Communication wasn't easy, and every time we had Japanese creative or management working with western devs, we ran into cultural and development issues, particularly as the industry shifted away from traditional packaged/single player titles toward online titles with f2p and other business models. Additionally, engines were very hard.
The Japanese publishing business is radically different today. You can thank digital stores, mobile and Unreal.
Digital stores: you now have an ongoing window for sales for titles beyond the package disc. The way sales worked then, you sold in to GameStop, paid them 30% of your revenue, and you trusted them to do the rest of the work. Now you can have direct relationships + have a long tail of sales through Steam, App store, Game Pass., etc. This improves profitability and letting you invest more into the content quality.

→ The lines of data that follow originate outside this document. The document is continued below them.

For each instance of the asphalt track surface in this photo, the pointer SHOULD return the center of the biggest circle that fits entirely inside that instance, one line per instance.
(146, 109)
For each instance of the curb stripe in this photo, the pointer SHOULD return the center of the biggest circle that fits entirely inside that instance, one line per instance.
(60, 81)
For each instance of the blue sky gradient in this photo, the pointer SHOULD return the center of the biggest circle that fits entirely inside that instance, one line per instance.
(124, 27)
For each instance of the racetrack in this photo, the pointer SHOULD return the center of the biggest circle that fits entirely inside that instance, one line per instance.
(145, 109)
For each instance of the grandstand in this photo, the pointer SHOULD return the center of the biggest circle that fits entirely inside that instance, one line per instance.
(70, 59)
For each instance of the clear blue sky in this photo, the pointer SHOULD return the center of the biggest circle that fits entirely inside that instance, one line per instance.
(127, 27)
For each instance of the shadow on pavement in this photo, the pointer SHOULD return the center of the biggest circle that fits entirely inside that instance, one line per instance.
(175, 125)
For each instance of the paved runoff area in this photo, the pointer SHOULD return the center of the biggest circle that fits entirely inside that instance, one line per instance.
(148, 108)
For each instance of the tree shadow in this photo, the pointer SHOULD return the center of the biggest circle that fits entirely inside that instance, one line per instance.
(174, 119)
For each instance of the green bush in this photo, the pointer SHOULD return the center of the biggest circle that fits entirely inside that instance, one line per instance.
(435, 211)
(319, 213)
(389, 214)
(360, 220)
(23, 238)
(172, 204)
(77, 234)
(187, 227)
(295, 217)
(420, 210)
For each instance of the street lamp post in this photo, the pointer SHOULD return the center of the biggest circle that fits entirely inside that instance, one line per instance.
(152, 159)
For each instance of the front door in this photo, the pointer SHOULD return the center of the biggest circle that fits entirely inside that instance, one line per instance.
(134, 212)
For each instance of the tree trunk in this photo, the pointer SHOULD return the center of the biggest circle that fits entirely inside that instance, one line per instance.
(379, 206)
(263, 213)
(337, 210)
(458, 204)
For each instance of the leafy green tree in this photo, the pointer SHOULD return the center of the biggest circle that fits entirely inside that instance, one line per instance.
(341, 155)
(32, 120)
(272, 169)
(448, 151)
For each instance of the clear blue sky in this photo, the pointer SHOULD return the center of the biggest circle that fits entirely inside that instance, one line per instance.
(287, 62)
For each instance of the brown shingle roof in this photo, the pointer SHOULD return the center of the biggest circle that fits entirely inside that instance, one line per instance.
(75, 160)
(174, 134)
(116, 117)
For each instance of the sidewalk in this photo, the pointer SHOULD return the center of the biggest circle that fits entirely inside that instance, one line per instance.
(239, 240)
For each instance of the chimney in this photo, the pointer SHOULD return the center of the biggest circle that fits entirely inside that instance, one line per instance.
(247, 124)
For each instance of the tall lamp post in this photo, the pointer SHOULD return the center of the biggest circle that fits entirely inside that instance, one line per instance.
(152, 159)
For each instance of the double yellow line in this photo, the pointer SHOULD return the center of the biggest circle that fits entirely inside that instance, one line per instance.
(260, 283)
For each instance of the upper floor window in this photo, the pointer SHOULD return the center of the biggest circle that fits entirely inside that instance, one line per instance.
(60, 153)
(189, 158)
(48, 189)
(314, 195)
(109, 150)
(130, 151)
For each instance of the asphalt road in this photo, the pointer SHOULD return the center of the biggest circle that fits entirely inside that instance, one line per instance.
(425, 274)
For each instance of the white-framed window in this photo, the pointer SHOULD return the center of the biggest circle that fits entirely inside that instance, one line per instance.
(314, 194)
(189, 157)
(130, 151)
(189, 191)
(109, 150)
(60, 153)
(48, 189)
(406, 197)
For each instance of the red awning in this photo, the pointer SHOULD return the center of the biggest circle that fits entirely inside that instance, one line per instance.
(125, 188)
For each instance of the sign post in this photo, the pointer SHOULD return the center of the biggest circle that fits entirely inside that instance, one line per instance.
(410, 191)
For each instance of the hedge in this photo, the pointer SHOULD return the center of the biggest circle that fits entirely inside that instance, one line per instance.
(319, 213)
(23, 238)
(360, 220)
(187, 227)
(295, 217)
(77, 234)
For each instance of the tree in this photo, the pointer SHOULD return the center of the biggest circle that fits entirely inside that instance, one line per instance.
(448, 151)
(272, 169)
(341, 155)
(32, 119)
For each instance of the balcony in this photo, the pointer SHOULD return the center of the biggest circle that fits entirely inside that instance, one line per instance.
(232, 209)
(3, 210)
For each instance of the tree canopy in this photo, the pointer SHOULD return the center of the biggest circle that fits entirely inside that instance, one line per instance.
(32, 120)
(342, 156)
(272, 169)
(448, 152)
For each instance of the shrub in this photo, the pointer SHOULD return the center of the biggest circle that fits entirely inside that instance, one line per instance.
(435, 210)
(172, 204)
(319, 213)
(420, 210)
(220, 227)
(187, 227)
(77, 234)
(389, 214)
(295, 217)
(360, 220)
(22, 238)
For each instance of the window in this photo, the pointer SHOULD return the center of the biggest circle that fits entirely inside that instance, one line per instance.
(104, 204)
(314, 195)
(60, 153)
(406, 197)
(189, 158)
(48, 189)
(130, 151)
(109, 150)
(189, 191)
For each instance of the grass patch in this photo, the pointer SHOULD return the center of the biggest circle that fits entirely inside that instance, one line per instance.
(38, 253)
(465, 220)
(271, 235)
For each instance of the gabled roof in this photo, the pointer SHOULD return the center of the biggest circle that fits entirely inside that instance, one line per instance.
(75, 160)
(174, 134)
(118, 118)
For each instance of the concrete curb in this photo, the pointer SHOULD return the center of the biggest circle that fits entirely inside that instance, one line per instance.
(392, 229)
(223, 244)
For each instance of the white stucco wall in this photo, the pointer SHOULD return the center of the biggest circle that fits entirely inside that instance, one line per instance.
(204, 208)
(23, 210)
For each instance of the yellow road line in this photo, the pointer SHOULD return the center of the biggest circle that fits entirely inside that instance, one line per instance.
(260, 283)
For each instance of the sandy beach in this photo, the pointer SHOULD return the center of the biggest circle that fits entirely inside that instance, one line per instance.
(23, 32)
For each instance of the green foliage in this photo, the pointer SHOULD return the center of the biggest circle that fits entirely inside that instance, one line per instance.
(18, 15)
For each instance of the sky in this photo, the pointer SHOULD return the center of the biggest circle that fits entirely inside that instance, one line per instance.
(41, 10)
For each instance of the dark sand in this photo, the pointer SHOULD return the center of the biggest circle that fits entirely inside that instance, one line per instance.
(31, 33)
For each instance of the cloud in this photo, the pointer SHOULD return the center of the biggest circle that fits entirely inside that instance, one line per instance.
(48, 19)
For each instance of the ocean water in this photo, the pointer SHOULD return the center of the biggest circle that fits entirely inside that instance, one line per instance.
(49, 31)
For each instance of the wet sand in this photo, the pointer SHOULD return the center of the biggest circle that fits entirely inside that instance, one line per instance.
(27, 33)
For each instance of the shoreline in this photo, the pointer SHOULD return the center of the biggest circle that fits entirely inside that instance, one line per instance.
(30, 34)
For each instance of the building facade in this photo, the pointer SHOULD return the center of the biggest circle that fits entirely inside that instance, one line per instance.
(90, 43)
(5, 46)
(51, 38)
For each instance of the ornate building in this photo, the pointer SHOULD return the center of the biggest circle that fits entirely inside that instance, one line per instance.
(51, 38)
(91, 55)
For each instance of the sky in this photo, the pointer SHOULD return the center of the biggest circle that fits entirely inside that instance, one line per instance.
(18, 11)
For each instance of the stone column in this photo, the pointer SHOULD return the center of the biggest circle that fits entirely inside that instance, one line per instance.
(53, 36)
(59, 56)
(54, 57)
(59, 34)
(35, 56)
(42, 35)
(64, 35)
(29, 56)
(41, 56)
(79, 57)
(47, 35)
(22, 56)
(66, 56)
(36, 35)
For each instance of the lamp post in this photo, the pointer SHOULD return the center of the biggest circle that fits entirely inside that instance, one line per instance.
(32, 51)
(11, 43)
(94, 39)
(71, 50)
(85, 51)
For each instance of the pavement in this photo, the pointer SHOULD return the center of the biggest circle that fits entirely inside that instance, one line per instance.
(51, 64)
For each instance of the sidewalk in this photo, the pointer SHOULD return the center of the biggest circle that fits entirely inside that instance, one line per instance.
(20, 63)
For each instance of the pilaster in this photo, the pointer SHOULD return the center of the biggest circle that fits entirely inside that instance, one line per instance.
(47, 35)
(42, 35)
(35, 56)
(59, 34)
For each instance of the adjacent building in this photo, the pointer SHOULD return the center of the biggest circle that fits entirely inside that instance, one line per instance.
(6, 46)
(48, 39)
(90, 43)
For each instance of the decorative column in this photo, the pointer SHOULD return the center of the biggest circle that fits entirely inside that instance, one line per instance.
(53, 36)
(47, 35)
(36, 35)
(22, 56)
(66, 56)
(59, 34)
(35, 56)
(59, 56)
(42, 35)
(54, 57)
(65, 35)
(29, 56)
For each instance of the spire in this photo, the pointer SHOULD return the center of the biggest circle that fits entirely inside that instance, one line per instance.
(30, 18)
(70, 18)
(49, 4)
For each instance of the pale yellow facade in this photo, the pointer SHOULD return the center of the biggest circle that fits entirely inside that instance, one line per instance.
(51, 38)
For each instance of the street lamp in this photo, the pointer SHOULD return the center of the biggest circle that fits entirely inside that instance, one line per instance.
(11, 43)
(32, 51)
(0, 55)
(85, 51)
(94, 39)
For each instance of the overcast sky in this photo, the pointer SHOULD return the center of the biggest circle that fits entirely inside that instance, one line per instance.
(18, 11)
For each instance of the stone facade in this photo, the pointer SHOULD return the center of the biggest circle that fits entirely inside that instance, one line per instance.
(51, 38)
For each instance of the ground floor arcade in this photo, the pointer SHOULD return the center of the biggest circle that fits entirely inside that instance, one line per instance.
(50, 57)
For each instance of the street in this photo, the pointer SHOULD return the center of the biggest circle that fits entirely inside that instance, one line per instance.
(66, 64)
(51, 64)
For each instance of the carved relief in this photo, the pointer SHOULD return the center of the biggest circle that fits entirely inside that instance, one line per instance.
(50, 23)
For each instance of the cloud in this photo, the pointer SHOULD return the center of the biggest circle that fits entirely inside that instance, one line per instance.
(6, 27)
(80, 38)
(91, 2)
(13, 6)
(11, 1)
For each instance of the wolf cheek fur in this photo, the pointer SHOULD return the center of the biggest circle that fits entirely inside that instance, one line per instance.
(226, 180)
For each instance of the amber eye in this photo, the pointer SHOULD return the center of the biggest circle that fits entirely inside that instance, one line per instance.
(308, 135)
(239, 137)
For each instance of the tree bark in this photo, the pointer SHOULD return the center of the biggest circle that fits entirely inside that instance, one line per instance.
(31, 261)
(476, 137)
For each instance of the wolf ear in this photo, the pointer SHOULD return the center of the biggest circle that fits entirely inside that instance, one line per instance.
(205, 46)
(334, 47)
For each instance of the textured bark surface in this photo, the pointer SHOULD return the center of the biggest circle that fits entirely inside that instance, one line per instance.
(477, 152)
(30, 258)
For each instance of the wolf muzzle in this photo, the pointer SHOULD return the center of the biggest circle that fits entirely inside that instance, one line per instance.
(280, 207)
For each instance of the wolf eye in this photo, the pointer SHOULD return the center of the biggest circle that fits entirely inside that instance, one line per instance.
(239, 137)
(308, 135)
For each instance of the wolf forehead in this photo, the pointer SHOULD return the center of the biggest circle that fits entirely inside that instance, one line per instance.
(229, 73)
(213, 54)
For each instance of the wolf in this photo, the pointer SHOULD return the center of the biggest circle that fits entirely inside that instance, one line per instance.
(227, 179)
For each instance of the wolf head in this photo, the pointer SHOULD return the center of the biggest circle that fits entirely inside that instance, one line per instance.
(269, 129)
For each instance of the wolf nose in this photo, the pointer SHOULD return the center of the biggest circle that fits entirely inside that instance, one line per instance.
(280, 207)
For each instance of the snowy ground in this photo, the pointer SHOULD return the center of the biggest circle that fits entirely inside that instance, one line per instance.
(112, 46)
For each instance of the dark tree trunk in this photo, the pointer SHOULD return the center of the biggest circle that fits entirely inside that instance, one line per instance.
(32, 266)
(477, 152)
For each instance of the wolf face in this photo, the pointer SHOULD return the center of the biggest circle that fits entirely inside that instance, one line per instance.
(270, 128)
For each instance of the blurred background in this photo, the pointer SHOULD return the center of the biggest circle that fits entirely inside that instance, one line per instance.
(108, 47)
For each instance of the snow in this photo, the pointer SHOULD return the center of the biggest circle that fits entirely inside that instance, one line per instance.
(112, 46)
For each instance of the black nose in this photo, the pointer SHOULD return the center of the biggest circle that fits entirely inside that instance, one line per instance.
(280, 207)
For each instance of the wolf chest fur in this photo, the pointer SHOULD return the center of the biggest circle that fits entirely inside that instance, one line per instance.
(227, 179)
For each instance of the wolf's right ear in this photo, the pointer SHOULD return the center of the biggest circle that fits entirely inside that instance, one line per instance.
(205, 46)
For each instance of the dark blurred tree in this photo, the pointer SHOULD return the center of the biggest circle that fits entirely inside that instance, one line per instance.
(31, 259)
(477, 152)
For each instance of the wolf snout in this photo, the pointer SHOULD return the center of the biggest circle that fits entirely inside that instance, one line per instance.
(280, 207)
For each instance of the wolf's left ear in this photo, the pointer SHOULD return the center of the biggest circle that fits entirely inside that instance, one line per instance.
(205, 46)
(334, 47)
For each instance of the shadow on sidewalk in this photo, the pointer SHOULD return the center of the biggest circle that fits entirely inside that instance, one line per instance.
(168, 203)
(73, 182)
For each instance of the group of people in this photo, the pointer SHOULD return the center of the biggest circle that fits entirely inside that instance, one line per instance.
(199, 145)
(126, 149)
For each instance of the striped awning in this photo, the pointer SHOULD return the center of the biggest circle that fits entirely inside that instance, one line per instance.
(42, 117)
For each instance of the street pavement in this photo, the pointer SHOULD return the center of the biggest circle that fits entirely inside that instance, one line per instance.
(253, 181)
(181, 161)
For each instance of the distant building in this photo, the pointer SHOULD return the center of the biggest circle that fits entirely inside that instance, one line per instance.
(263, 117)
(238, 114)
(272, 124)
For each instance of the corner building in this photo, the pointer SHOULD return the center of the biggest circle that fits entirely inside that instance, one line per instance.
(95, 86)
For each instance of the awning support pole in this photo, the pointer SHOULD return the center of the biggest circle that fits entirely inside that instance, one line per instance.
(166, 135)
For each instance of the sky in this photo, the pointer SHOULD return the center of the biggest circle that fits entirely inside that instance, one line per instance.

Mobile: the strength of the domestic mobile industry in Japan taught a generation of developers how to create online, connected titles which was missing a decade prior and revitalized profits, enabling Japanese publishers invest in tech and quality.
Finally, Unreal Engine resolved the asset pipeline issue by eliminating old engine tech as a factor. (Look how much of FF and DQ is on UE now. RE is one of the few holdovers of its own engine; even SF moved to UE. Our Ascension title is also Unreal.)
Now we're in a new era where Japanese publishers understand the engine and HD asset pipeline, see possibilities in the business model, and finally, have worked out the problematic communication and cultural aspects of working with western studios and western creators. So you can have good control over the IP and the creative with the benefits of a global workforce.
If you want proof of the latter you can see it in the way in which Japanese publishers are working with Hollywood: the Sonic films, the upcoming Mario film. High quality output that respects the IP. Beyond Ascension, we also released PAC-MAN Community last year with Bandai that's had 8m players.